Ed McMahon was Carson's announcer. The Tonight Show orchestra was for several years still led by Skitch Henderson. After a brief stint by Milton DeLugg, beginning in 1967 the "NBC Orchestra" was then headed by trumpeter Doc Severinsen who played in the Tonight Show Band in the years that 'Skitch' Henderson conducted. For all but a few months of its first decade on the air, Carson's Tonight Show was based in New York City. In May 1972 the show moved to Burbank, California into Studio One of NBC Studios West Coast (although it was announced as coming from nearby Hollywood), for the remainder of his tenure. Carson is often referred to as "The King of Late-Night" because of the great influence he has had on so many well-known talk show hosts and comedians. Carson started each show with a monologue and continued with sketches in which he played recurring characters "Carnac the Magnificent". In 1965, Carson insisted on delivering his monologue at 11:30 instead of 11:15, the show's official starting time, because many stations ran news until 11:30 and didn't join The Tonight Show until the half hour. In 1967, Carson walked out over contract differences, returning several weeks later when the network allegedly offered him a contract worth more than $1 million a year-an exorbitant salary at that time. The show moved to Burbank in 1972. In March 1978, Carson received a contract reportedly worth $3 million. Frequent guest hosts included Joan Rivers, who became "permanent guest host" from 1983 to 1986, and Jay Leno, who became permanent guest host in 1987. David Letterman also served as guest host, appearing more than 50 times.
When Carson announced he would retire in 1992, a highly publicized battle for the job ensued between top contenders Jay Leno and David Letterman. When Letterman lost, he accepted CBS's offer for his own show and launched Late Show with David Letterman in 1993. Carson died at the age of 79, in 2005.

October 2, 1928
George Robert Phillips "Spanky" McFarland was born.
Most famous for his appearances in the Our Gang series of short-subject comedies of the 1930s and 1940s. The Our Gang shorts were later popular after being syndicated to television as The Little Rascals.

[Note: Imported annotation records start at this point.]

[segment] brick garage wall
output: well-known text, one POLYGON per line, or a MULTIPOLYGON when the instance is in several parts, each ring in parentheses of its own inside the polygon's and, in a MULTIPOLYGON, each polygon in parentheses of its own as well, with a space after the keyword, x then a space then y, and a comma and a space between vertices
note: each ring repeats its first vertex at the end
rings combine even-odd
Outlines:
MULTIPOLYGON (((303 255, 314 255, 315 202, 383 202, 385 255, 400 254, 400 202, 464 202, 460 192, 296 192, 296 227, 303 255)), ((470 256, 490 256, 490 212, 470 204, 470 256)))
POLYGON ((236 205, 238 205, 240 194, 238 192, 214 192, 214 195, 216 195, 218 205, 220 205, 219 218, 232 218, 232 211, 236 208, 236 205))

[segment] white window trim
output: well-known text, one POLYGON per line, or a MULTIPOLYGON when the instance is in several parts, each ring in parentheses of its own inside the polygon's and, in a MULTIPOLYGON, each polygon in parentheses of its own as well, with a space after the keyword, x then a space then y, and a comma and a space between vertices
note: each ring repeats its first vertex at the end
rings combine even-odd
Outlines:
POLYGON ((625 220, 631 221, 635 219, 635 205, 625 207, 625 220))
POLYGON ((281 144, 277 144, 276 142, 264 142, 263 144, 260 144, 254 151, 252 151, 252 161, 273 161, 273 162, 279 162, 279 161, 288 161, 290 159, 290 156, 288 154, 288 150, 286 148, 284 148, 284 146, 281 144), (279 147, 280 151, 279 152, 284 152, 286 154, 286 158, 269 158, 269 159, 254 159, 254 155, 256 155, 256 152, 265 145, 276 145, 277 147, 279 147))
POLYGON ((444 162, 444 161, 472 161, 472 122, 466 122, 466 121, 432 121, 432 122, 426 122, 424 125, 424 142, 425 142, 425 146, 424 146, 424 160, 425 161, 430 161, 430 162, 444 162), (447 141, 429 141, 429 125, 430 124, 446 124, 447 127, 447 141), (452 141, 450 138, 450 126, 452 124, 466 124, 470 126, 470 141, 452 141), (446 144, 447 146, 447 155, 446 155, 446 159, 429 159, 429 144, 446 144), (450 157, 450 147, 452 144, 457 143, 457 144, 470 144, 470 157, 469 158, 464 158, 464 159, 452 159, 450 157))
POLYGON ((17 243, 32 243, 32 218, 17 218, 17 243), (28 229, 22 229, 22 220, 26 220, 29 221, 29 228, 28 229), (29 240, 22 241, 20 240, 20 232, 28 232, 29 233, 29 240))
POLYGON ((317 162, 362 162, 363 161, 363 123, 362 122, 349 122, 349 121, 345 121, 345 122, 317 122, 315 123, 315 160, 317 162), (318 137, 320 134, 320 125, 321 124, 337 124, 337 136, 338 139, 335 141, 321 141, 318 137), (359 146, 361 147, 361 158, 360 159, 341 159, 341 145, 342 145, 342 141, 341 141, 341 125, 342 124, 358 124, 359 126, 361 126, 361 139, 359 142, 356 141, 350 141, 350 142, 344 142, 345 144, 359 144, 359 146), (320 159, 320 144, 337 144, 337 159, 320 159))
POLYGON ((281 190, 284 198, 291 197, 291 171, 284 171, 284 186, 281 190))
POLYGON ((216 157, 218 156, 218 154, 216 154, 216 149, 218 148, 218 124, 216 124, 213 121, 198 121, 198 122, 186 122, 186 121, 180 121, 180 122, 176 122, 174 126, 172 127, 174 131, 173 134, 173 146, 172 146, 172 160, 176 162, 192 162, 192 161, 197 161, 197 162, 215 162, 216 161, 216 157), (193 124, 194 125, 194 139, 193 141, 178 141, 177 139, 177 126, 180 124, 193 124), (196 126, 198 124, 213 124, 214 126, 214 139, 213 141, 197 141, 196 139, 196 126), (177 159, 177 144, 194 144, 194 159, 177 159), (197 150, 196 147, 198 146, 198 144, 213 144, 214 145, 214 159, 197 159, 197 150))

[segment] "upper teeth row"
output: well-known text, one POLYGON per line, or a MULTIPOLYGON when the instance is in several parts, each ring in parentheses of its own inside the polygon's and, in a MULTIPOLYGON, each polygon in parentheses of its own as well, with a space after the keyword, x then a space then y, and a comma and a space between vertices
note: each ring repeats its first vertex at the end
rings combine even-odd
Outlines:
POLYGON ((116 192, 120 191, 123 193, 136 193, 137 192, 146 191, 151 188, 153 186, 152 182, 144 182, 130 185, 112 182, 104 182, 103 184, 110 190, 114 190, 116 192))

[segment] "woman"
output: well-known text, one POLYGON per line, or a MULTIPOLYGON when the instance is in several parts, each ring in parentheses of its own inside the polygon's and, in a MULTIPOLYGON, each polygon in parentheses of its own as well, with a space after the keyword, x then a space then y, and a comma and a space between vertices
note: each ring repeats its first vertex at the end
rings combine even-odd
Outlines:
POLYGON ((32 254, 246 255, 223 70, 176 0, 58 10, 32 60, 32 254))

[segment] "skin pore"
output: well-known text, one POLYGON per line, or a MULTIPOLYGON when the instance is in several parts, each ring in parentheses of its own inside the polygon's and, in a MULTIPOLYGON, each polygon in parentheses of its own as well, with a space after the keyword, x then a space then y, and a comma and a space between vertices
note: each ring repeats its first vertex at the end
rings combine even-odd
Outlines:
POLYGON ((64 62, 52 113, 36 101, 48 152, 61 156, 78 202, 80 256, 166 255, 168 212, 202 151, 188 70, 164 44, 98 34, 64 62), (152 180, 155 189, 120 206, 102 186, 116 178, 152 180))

In 1952, at age 24, McFarland joined the U.S. Air Force. Upon his return to civilian life, indelibly typecast in the public's mind as "Spanky" from Our Gang, he found himself unable to find work in show business. He took less glamorous jobs, including work at a soft drink plant, a hamburger stand, popsicle factory, selling wine, operating a restaurant and night club, and selling appliances, electronics and furniture. In the late 1950s, when the Our Gang comedies were sweeping the nation on TV, McFarland hosted an afternoon children's show, Spanky's Clubhouse, on KOTV television in Tulsa, Oklahoma. The show included a studio audience and appearances by other celebrities such as James Arness, and it ran Little Rascals shorts.
Spanky loaned his name and celebrity to help raise money for charities, primarily by participating in golf tournaments. Spanky also had his own namesake charity golf classic for 16 years, held in Marion, Indiana.
McFarland continued to do personal appearances and cameo roles in films and television, including an appearance on The Tonight Show starring Johnny Carson.
His final television performance was in 1993 in an introductory vignette at the beginning of the Cheers episode "Woody Gets An Election".
McFarland died suddenly of a heart attack on June 30, 1993, at age 64. His remains were cremated shortly thereafter. In January 1994, “Spanky” joined fellow alumnus Jackie Cooper to become one of only two Our Gang members to receive a star on Hollywood's Walk of Fame.

To quote the Bicentennial Minute, "And that's the way it was".